A project is a type of assignment, typically involving research or design, that is carefully planned to achieve a specific objective.[1]
An alternative view sees a project managerially as a sequence of events: a "set of interrelated tasks to be executed over a fixed period and within certain cost and other limitations".[2]
A project may be a temporary (rather than a permanent) social system (work system), possibly staffed by teams (within or across organizations) to accomplish particular tasks under time constraints.[3]
A project may form a part of wider programme management or function as an ad hoc system.
Open-source software "projects" or artists' musical "projects" (for example) may lack defined team-membership, precise planning and/or time-limited durations.
The word project comes from the Latin word projectum from the Latin verb proicere, "before an action", which in turn comes from pro-, which denotes precedence, something that comes before something else in time (paralleling the Greek πρό) and iacere, "to do". The word "project" thus originally meant "before an action".
When the English language initially adopted the word, it referred to a plan of something, not to the act of actually carrying this plan out. Something performed in accordance with a project became known as an "object". Every project has certain phases of development.
Based on the Project Management Institute, a project can be defined as a "temporary endeavor" aimed to drive changes in teams, organizations, or societies. The output of a project is normally a unique product, service, or result.
Project cancellation is the termination of a project prior to its completion and generally includes the cessation of access to funding and other project resources. Project cancellation may result from cost overruns, schedule overruns, changes in budget, change or obviation of the goal of the project, political factors, or any combination of those and other factors. Contracts often stipulate the time and the manner in which a project may be cancelled.
Contracted projects typically have a specified end date, when the contract may or may not be renewed; nonrenewal often has the same effect as cancellation but carries different legal ramifications.
A project consists of a concrete and organized effort motivated by a perceived opportunity when facing a problem, a need, a desire or a source of discomfort (e.g., lack of proper ventilation in a building). It seeks the realization of a unique and innovative deliverable, such as a product, a service, a process, or in some cases, a scientific research. Each project has a beginning and an end, and as such is considered a closed dynamic system. It is developed along the 4 Ps of project management: Plan, Processes, People, and Power (e.g. line of authority). It is bound by the triple constraints that are calendar, costs and norms of quality, each of which can be determined and measured objectively along the project lifecycle. Some projects produce some level of formal documentation, the deliverable(s), and some impacts, which can be positive and/or negative.

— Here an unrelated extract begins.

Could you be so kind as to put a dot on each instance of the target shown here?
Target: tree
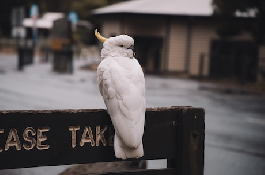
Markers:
(252, 13)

A project is an individual or collaborative enterprise that is carefully planned and researched about by students. At schools, educational institutes and universities, a project is a research assignment - given to a student - which generally requires a larger amount of effort and more independent work than that involved in a normal essay assignment. It requires students to undertake their fact-finding and analysis, either from library/internet research or from gathering data empirically. The written report that comes from the project is usually in the form of a dissertation, which will contain sections on the project's inception, analysis, findings and conclusions.[4]
See main article: Project management. In project management, a project consists of a temporary endeavor undertaken to create a unique product, service or result. Another definition is a management environment that is created for the purpose of delivering one or more business products according to a specified business case.[5] Projects can also be seen as temporary organizations.[6]
Project objectives define target status at the end of the project, reaching of which is considered necessary for the achievement of planned benefits. They can be formulated as SMART criteria:[7] Projects are often guided by a steering group.
The evaluation (measurement) occurs at the project closure. However, a continuous guard on the project progress should be kept by monitoring and evaluating.
In civil, military and industry (e.g. oil and gas) infrastructure, capital projects refer to activities to construct and install equipment, facilities and buildings. As these activities are temporary endeavors with clear start and end dates, the term "project" is applied. Because the results of these activities are typically long-standing infrastructure, with a life measured in years or decades, these projects are typically accounted for in financial accounting as capital expenditures, and thus they are termed "capital projects".
In computer software, a project can consist of programs, configuration definitions and related data. For example, in Microsoft Visual Studio, a "solution" consists of projects and other definitions.
It can be defined as "a set of state policies and/or agencies unified around a particular issue or oppression". Therefore, these kinds of projects involve constant change and dynamism due to the social constructions that evolve among time. State projects have to adapt to the current moment. They are mostly community services based.
In the context of infrastructure code, a project is a collection of code used to build a discrete component of the system. There is no rule on how much a single project or its component can include.[8]
Some analyses of project-oriented activity distinguish - using military-style terminology - between grandiose strategic projects and more trivial or component operational projects: tactical projects.[9]